Software computing model question paper 2

 B.E/B.Tech Degree Examinations April/May 2024 

Sixth Semester 

Computer Science Engineering 

(Common To Information Technology) 

CCS364-Soft Computing 

(Regulation 2021) 

Part A: (2x 10 = 20 Marks) Sof computing important question

1. Explain the concept of fuzzy sets and fuzzy membership functions. 

 2. Discuss the operations on fuzzy relations. 

3. . What is a perceptron?

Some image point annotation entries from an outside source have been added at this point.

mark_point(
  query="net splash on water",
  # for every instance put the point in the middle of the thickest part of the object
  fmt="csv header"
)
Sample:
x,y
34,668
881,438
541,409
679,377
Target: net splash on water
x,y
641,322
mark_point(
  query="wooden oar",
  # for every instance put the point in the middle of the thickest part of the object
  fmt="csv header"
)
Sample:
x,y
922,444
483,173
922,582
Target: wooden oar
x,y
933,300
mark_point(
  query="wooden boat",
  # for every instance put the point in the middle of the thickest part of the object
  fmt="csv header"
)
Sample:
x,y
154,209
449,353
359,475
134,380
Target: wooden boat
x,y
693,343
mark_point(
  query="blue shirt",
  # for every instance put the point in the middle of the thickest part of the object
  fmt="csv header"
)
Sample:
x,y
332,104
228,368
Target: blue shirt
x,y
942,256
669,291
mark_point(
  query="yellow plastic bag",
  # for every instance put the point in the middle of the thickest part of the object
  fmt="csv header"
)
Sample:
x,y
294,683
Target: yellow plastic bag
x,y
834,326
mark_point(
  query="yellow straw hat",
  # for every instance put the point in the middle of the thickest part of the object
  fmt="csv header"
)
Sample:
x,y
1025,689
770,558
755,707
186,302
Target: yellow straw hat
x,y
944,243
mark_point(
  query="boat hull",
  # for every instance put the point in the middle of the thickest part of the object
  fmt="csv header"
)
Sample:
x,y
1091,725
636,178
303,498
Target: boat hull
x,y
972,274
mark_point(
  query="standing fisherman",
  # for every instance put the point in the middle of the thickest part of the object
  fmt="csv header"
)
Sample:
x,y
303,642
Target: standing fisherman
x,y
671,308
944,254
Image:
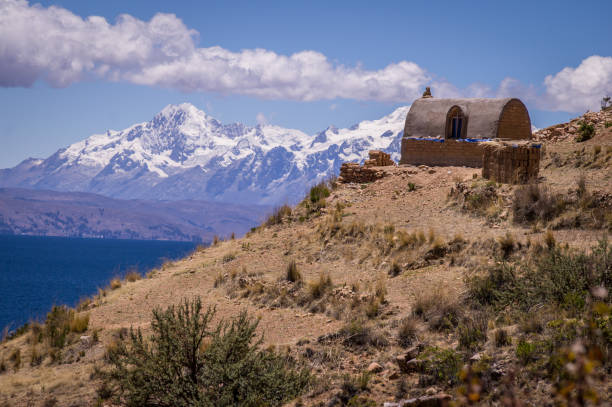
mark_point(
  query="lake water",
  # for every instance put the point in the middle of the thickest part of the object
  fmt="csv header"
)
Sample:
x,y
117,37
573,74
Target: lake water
x,y
39,272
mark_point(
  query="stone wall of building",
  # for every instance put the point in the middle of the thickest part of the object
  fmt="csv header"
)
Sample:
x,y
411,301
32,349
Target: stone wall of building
x,y
440,152
353,172
511,163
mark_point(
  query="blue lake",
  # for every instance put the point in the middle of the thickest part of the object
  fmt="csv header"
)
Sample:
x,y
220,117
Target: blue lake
x,y
39,272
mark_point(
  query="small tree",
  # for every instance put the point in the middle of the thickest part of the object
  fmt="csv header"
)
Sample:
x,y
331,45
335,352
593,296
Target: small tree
x,y
186,364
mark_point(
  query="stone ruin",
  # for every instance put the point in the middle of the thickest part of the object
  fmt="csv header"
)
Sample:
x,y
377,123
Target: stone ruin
x,y
353,172
510,163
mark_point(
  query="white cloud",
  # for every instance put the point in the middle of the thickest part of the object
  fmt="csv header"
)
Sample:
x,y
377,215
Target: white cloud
x,y
581,88
61,48
57,46
261,119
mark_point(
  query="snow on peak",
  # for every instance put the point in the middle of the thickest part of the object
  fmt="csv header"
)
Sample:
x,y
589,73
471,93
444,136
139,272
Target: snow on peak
x,y
202,158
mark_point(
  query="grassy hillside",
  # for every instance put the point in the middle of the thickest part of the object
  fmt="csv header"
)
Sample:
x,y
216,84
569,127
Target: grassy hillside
x,y
430,282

Describe its working with an example

 4. Explain the Kohonen Self-Organizing Network and its applications. 

5. Describe chromosome encoding schemes and their importance in genetic algorithms 

6. Explain the crossover and mutation operators in genetic algorithms 

7. Discuss the ANFIS architecture and its components 

8. What is Coactive Neuro-Fuzzy Modeling? Explain its framework 

9. Describe the process of modeling a two-input sine function using soft computing techniques. 

 10. Explain how soft computing can be used for color recipe prediction.

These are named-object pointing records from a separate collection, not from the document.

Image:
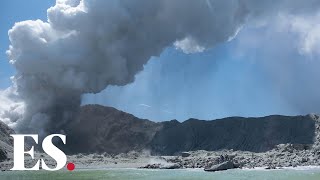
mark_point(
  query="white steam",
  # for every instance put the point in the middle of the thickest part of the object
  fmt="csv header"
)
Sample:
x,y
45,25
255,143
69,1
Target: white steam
x,y
90,44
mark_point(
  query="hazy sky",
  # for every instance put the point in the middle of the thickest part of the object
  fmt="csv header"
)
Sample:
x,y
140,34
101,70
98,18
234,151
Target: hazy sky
x,y
270,67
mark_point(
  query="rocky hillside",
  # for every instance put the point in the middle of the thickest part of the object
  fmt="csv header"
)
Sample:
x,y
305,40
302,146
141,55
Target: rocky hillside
x,y
237,133
6,141
105,129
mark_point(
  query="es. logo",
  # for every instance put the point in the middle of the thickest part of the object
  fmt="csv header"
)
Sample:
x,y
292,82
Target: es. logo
x,y
47,146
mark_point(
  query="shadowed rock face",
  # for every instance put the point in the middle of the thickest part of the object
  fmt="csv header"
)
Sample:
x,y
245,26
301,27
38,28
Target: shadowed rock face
x,y
237,133
105,129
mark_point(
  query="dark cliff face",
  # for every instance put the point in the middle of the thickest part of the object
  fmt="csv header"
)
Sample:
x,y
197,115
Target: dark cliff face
x,y
237,133
106,129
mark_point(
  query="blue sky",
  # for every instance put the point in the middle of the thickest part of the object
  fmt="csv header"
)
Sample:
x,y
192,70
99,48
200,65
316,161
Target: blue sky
x,y
236,78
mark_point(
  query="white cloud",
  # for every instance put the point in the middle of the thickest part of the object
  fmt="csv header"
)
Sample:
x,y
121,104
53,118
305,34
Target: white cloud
x,y
11,108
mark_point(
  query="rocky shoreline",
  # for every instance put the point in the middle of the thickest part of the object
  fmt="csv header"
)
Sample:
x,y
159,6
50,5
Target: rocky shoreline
x,y
284,155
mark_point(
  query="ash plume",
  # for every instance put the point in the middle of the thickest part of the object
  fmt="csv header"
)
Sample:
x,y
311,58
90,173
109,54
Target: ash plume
x,y
87,45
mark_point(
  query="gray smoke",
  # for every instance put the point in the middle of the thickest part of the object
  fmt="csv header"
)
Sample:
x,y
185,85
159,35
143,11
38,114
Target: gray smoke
x,y
88,45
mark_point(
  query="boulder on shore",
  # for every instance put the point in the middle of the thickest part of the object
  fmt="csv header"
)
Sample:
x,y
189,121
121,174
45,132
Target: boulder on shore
x,y
222,166
185,154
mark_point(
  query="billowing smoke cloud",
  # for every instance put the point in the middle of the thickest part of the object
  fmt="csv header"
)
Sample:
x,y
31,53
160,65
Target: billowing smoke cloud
x,y
88,45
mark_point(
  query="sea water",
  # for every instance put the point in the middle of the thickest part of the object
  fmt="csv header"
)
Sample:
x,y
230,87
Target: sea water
x,y
236,174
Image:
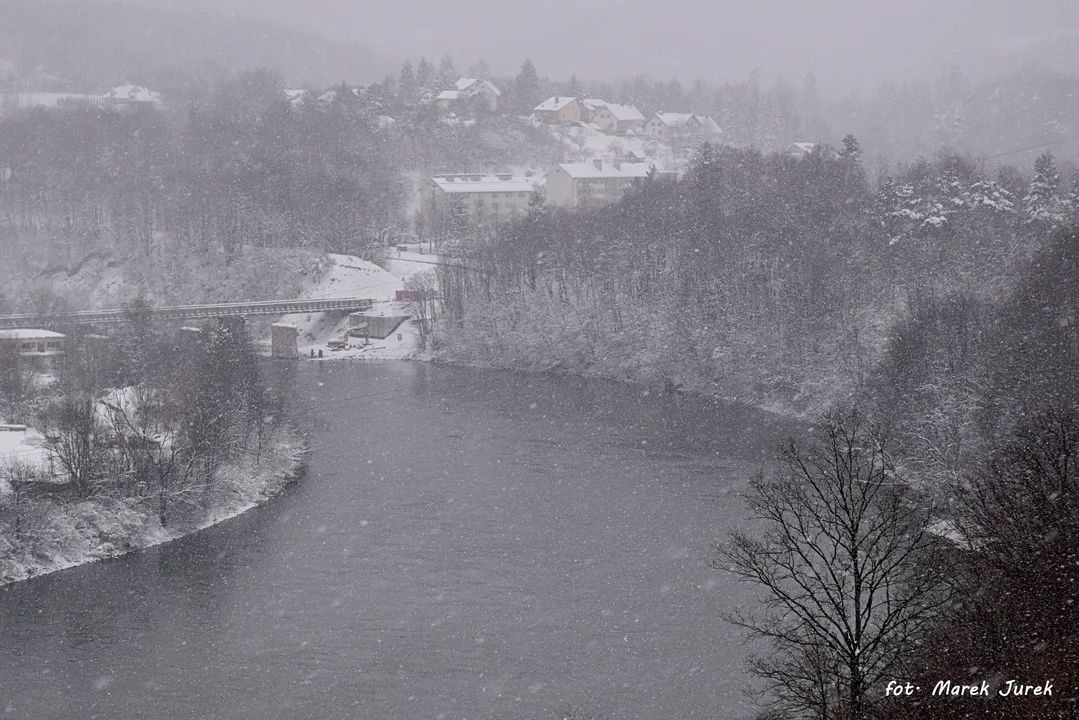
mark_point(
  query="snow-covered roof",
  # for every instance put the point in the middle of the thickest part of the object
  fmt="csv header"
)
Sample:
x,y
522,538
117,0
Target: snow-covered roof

 Part B: (5 x 13 = 65 Marks) 

11. (a) Explain fuzzy inference systems and their role in fuzzy reasoning. 

(b) Describe the process of fuzzy rules formulation and its application in fuzzy reasoning 

12. (a) Discuss the backpropagation algorithm and its significance in training neural networks. 

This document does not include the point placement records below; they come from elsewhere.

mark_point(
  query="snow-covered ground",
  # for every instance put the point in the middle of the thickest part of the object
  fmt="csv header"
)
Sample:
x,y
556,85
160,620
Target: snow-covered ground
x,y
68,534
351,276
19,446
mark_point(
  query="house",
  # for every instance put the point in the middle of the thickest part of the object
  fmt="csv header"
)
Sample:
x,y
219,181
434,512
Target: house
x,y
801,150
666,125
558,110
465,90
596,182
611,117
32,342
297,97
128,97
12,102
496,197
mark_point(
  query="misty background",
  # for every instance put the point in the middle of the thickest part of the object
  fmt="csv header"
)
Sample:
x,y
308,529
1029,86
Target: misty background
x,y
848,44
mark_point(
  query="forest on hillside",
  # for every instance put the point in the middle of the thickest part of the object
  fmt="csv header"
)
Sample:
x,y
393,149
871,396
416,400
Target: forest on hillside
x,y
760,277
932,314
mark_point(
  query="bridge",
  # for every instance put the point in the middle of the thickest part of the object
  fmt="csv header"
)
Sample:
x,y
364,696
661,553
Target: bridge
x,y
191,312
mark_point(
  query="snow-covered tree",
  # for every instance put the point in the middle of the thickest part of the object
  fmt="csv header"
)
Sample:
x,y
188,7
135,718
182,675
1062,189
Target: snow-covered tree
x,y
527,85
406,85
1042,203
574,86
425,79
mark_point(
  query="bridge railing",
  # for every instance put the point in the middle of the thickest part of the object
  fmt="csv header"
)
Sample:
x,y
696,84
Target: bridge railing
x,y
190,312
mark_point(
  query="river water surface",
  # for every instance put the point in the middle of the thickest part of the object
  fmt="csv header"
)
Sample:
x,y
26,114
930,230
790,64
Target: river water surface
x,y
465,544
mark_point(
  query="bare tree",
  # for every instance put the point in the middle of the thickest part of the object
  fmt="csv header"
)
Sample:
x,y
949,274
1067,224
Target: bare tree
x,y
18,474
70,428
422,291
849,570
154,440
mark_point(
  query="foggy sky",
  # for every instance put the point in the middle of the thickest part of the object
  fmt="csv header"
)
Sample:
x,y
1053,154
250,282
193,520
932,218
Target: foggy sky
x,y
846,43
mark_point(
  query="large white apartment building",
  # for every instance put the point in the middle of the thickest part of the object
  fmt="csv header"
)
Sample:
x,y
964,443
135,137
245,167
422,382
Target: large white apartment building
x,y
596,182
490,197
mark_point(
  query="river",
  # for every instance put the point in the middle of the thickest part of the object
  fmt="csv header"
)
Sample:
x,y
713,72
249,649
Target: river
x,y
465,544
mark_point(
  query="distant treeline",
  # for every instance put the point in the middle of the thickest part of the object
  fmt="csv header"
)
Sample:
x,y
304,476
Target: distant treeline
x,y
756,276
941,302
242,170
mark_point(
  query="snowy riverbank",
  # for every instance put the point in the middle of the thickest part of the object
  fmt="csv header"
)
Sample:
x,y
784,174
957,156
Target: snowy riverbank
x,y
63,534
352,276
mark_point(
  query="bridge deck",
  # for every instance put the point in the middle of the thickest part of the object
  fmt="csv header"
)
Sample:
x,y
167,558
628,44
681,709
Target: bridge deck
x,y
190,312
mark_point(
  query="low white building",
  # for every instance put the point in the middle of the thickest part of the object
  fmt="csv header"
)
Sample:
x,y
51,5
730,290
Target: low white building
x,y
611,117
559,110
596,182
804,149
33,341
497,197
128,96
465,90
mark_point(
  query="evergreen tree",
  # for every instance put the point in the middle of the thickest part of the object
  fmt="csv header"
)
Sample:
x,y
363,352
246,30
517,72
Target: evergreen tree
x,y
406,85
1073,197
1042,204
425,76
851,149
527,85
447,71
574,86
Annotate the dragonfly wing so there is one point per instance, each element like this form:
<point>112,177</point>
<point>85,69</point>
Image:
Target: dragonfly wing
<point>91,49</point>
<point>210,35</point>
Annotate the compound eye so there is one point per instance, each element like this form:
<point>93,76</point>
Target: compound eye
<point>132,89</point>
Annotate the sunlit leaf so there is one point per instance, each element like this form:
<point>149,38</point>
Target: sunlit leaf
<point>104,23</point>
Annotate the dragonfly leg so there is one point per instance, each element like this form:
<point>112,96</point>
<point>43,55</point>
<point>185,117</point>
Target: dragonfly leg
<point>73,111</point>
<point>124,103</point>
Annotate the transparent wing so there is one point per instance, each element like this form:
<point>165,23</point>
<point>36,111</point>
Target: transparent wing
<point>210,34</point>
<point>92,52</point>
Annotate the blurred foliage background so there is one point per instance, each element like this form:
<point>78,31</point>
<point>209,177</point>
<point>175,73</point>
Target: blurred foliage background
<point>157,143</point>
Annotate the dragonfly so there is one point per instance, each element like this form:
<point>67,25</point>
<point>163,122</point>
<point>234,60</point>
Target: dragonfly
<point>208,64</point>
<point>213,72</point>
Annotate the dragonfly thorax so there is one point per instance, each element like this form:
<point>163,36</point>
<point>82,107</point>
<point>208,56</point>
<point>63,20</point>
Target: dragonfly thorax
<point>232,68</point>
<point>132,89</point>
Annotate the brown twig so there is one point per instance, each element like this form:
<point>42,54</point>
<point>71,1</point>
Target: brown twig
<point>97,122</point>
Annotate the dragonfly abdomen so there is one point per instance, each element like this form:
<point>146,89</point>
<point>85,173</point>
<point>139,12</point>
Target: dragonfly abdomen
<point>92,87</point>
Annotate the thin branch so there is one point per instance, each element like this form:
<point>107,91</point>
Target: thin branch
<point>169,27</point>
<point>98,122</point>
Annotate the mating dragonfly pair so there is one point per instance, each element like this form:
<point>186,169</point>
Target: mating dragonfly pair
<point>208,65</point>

 (b) Explain the structure and functioning of multilayer perceptrons.

 13. (a) Describe the population initialization and selection methods in genetic algorithms 

 (b) Explain the fitness function and its role in evaluating genetic algorithms. 

14. (a) Discuss the hybrid learning approach in ANFIS and its benefits.

 (b) Explain the analysis of adaptive learning capability in neuro-fuzzy systems. 

 15. (a) Discuss the application of soft computing techniques in printed character recognition. 

 (b) Explain the use of fuzzy filtered neural networks in plasma spectrum analysis.

 Part C: 

16. (a) Numerical: Train a simple perceptron with a given dataset. Use the provided inputs and target outputs to perform one iteration of weight updates. Show all steps and calculations. 

 Dataset: - Inputs: (1, 0), (0, 1), (1, 1), (0, 0) - Target Outputs: 1, 1, 0, 0 

 Initial Weights:- Weights: (0.5, -0.5) - Learning Rate: 0.1 

 (b)  Design a genetic algorithm to optimize a function that maximizes the output of a complex system. Describe the encoding scheme, initialization method, selection process, crossover, and mutation operators. Provide a sample evaluation function and discuss the steps involved in optimizing the system.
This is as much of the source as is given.